Having spoken at several and actually presenting at least two meetings in Hammond over the past few years, Mr. Ebbing said he is aware of the factions that the possibilities of an industrial wind turbine project have caused in the town. At a recent wind committee meeting, he became the focal point during a presentation about background noise and was peppered with questions about accountability and professionalism from a couple members of the public.

“What I will tell them (on Thursday) is that it is significantly quieter in Hammond on those nights when there is no wind blowing at ground level,” Mr. Ebbing said. “The other thing we will talk about is the number of locations (to be measured).”

Mr. Ebbing said that most people don’t realize the intricacies and nuances of measuring background noise.

“Leaves shuttering are going to affect the background noise. Voluminous traffic will affect residual background. The number of people will affect background noise,” he said, adding that he will make an analogy up front, showing those in attendance satellite pictures of the earth at night and maps showing population density.

“People equals noise,” he said, “and in Jefferson, St. Lawrence, and surrounding counties, there are lower numbers of people. Less cars, less going on. Its significantly quieter here than most places across the United States.”

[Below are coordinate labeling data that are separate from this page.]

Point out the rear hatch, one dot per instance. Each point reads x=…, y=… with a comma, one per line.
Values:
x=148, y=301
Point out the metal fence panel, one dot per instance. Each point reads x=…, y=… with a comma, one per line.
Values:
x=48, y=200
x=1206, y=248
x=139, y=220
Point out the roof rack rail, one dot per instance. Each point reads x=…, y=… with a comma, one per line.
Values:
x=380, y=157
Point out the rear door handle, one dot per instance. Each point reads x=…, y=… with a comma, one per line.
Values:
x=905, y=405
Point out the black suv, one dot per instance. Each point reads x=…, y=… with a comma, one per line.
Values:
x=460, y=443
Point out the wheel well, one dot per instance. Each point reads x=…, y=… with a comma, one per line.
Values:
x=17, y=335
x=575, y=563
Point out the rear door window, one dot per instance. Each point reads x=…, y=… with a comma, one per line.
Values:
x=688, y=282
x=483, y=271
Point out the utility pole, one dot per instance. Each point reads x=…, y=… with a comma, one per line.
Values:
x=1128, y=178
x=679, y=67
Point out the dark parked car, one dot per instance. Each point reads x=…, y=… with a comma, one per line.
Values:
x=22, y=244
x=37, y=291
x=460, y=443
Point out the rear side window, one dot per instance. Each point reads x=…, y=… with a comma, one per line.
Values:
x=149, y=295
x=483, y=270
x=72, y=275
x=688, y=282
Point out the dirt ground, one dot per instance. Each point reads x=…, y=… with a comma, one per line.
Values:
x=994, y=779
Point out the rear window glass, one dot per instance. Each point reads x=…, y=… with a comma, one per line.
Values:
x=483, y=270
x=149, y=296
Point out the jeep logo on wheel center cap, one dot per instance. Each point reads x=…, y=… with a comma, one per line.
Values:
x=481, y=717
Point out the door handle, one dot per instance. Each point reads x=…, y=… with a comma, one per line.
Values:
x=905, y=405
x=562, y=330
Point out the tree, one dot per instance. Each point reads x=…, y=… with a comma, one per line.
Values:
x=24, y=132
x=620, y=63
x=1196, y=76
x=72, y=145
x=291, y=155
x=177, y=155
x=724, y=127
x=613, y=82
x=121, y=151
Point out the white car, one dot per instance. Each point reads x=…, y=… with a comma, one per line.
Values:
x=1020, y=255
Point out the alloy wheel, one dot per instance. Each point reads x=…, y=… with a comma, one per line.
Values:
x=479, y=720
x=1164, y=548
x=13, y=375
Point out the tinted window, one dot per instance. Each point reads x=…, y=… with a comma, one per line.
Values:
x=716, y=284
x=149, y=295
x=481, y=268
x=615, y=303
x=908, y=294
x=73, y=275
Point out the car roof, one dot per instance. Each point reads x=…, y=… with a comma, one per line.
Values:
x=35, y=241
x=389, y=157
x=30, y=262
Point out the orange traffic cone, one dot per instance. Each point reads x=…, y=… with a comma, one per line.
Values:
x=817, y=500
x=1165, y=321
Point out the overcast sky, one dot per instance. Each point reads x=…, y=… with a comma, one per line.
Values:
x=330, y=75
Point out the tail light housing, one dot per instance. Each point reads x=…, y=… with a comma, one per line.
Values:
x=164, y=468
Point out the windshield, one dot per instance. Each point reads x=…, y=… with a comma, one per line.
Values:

The point is, Mr. Ebbing said, when measuring background sound levels, those measuring for accurate data should focus on locations with “no noise.”

“Some folks have suggested 45 to 55 dBA (decibels) – noise levels you would expect in suburban areas. But that’s just not the case,” Mr. Ebbing said, suggesting that using sound meters has to be done right. “People need to wake up and smell the roses,” he said.

Mr. Ebbing said that MP3 files from “an actual noise study” done by “a friend of mine in the business” would also be available for volunteers to take advantage of. Contained on these files, he said, are “outtakes” or things that couldn’t be used in establishing the data because it was residual sound.

“Crows, dogs, traffic, people talking. All things that must be ignored,” he said. “You have to train your ear.”

Mr. Ebbing said he would spend about an hour teaching volunteers to actually use the sound meters – changing batteries, calibrating, and checking two meters at once to verify accuracy.